How many times have you found yourself stuck in a cubicle at 4pm, watching the clock for the next hour while browsing Instagram, just waiting until it’s an acceptable time to start your commute home?
There are many things wrong with this scenario, and yet it happens ALL the time.
Think of all the hours of productivity wasted.
And what happens as a result? Millennials get labeled as “lazy” and “entitled,” all because we’re forced to work in environments that do not allow us to do our best work.
It’s no secret Gen-Y is opposed to the rigid boundaries of the standard 9 to 5. What if you are most creatively stimulated at 11pm? And what’s the harm in taking that yoga class mid-afternoon if it’s just what you need to come up with the next big idea for your latest project?
Millennials are changing the shape of the workforce everywhere. By 2020, in the U.S. alone, there will 85 million millennials, representing 40 percent of the entire workforce.We bring with us unique skills and new ideas for ways to work. Not only are we the highest educated group to date, but our technological expertise is unparalleled, and our hunger for innovation and positive societal impact is creating a cultural shift.
Nothing is more frustrating than having our potential stifled by “traditional” employment frameworks.
The problem is, this type of change takes a long time to play out. And millennials aren’t willing to wait.
We want more out of our careers. We want more out of our lives. But don’t think for a moment we aren’t willing to work for it. We’re just asking employers to be a little open-minded in return.
We want flexible hours.
Did you know the average person spends over 100 hours a year commuting? Millennials are not prepared to sit in traffic everyday of their lives, thinking about all of the work they could be getting done if they had just stayed home.
We’re becoming the driving force behind the work-life integration phase, prioritizing the freedom to work remotely over higher salaries because of the flexibility and increased productivity. Let us have some say in the way we work, and we’ll be sure to make it worth your while.
We want the opportunity to prove ourselves.
Employers are having a difficult time recruiting and retaining millennials, and millennials are struggling to find the type of employer they want to work for.
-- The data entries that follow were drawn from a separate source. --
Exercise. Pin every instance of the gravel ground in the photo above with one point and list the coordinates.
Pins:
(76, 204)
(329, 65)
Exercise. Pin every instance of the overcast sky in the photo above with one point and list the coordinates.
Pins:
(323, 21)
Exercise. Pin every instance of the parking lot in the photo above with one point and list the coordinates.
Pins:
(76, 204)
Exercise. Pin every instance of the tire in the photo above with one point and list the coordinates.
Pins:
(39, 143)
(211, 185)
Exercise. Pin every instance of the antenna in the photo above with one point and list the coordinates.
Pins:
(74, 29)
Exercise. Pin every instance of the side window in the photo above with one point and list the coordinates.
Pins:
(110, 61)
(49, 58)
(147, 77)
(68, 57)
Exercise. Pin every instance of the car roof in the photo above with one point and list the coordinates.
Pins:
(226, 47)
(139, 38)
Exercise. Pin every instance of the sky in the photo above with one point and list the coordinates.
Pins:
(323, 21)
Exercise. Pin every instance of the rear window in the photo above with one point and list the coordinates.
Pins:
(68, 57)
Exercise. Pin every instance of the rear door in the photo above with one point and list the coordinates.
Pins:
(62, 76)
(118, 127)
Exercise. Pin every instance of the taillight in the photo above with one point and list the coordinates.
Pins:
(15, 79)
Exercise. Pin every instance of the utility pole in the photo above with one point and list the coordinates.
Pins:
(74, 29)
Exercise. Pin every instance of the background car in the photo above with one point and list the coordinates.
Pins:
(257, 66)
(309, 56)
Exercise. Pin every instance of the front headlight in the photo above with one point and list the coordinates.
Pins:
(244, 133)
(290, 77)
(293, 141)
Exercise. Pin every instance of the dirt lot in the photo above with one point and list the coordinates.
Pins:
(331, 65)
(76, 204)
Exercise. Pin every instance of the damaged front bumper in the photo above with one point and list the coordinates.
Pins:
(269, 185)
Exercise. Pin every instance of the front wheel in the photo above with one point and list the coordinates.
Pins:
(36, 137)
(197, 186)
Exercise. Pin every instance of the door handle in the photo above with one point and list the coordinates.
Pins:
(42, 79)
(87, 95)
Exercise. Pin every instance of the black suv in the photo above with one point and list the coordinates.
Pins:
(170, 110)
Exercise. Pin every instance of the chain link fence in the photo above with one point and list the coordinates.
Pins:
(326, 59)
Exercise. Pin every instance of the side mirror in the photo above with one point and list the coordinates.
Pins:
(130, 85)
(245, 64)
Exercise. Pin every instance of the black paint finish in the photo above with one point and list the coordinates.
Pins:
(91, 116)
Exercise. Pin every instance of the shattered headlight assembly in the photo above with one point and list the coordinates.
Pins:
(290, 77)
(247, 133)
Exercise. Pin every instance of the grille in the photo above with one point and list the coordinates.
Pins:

How many times do you hear the cliché, “You don’t quit a job, you quit a boss?” Thanks to the negative stereotypes (read: entitled, spoiled, helpless), some workplaces assume we need supervision when performing delegated tasks. There’s nothing worse than feeling the constant pressure of someone looking over your shoulder as you work.
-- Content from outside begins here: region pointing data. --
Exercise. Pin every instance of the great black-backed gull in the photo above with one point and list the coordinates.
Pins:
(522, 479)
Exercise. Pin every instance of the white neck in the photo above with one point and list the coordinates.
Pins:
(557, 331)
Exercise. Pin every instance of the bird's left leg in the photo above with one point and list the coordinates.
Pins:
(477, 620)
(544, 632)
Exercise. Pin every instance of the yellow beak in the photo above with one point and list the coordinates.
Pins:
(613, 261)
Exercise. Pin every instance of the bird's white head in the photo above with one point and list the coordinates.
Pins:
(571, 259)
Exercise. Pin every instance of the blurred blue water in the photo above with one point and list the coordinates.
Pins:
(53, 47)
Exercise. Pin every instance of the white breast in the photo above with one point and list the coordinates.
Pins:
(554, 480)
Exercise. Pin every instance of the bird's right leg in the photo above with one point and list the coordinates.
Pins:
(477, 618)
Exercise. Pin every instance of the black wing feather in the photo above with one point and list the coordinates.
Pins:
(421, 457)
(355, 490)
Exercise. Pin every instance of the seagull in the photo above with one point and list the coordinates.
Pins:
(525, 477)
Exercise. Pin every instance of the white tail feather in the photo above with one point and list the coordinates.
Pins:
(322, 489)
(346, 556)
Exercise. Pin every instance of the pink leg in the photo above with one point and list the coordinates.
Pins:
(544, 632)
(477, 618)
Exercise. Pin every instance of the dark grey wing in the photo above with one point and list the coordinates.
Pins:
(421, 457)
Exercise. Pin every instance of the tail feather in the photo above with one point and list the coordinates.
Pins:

Listen, we understand deadlines. We recognize what is expected in our given roles (as long as these expectations are made clear from the get-go). We are responsible workers. Micromanaging is only going to ignite feelings of condescension and doubt. Give us the chance to prove ourselves, and we may pleasantly surprise you. After all, in order for creativity and productivity to flourish, you have to let go of some control.
We want room to grow.
Lately it seems job security is a rare find for millennials. We’ve become familiar with working contract to contract. But we appreciate some career trajectory. If an employer really wants to catch our attention, they should show us how we fit into their five-year company plan. The entry-level role is a lot more appealing when we can see the leadership position it can lead to.
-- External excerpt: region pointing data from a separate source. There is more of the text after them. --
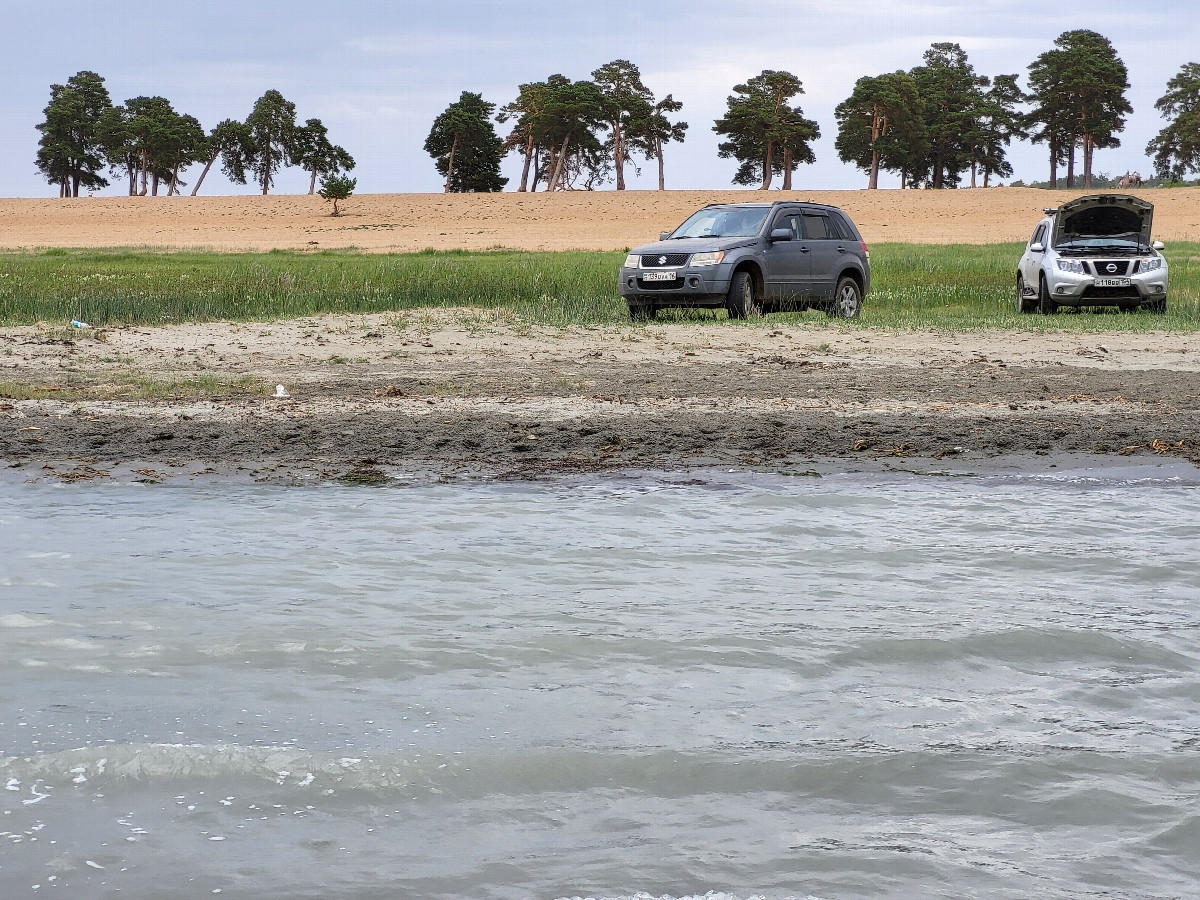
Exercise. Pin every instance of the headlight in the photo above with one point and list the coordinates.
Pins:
(712, 258)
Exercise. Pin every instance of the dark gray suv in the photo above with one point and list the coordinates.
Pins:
(751, 258)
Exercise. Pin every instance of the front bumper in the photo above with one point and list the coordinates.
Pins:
(1074, 289)
(694, 286)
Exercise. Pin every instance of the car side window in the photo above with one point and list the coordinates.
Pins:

That said, many millennials are not interested in climbing the corporate ladder. While we like to have objectives to work towards, we need some short-term perks as well. We want opportunities to learn and develop new skill sets. We want to feel challenged in the work we do. Offering the chance to take courses and attend conferences helps us build knowledge and experience as we work towards our career goals.
There’s no question millennials have big plans for their working and personal lives. They want to accomplish their hopes and dreams, and they remain persistently optimistic about doing so. As the workplace continues to evolve to accommodate new technology and ways of staying competitive in the marketplace, employers must also remain open to new methods of working. No business will reach it’s full potential without taking some risk. We’re just asking for a little trust on this one.